You have done a great job visualizing your concepts. If i may contribute to your cause, i think that an even more eye-friendly and intuitive GUI is needed IF the developer wants to broaden his customer target group. TimeFreeze's GUI could serve as a starting template...

PS1 @WildByDesign: Given that our security approaches/preferences partially match, i would strongly advise you to try/research light-virtualization -teaser: just think of all the malware that are waiting for a reboot...

PS2 @Dedal:

Did you, by any chance, make any significant change to you setup and/or uninstall any software, during the past 2 weeks?

 

I didnt make any changes to my security setup at that time. I am not sure about other software because recently I have been testing many programs.
Edit. To be clear. In last few weeks I have been testing many software but I haven't changed my security setup.

 

Thank You!

 

MZWriteScanner and CommandLineScanner kernel-mode drivers released:

http://excubits.com/content/en/products_mzwritescanner.html
http://excubits.com/content/en/products_commandlinescanner.html

 

@WildByDesign
Thank you!

 

@WildByDesign

Likewise. Big Thanks!

 

You're welcome. I haven't had a chance to play with these yet but I will dig in tomorrow. I can envision a really good combo with Bouncer and MZWriteScanner together.

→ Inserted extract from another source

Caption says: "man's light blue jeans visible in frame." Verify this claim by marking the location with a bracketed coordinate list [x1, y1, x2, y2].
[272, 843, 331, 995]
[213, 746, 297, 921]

Anyway, good news. One of the main scientists behind US-CERT is utilizing the related kernel-mode drivers Bouncer, MZWriteScanner, CommandLineScanner, RegistryScanner and NetworkDivert for some student project training classes and apparently plan on providing their outcome from training and feedback to Florian. I thought this was pretty interesting. After all, these drivers are really intended for forensics use and locking down POS and such. But, of course, us Wilder's members are pretty hardcore and we can spot the beauty in such tools.

 

It will be really nice once MZWriteScanner, and CommandLineScanner have matured and are integrated into Bouncer.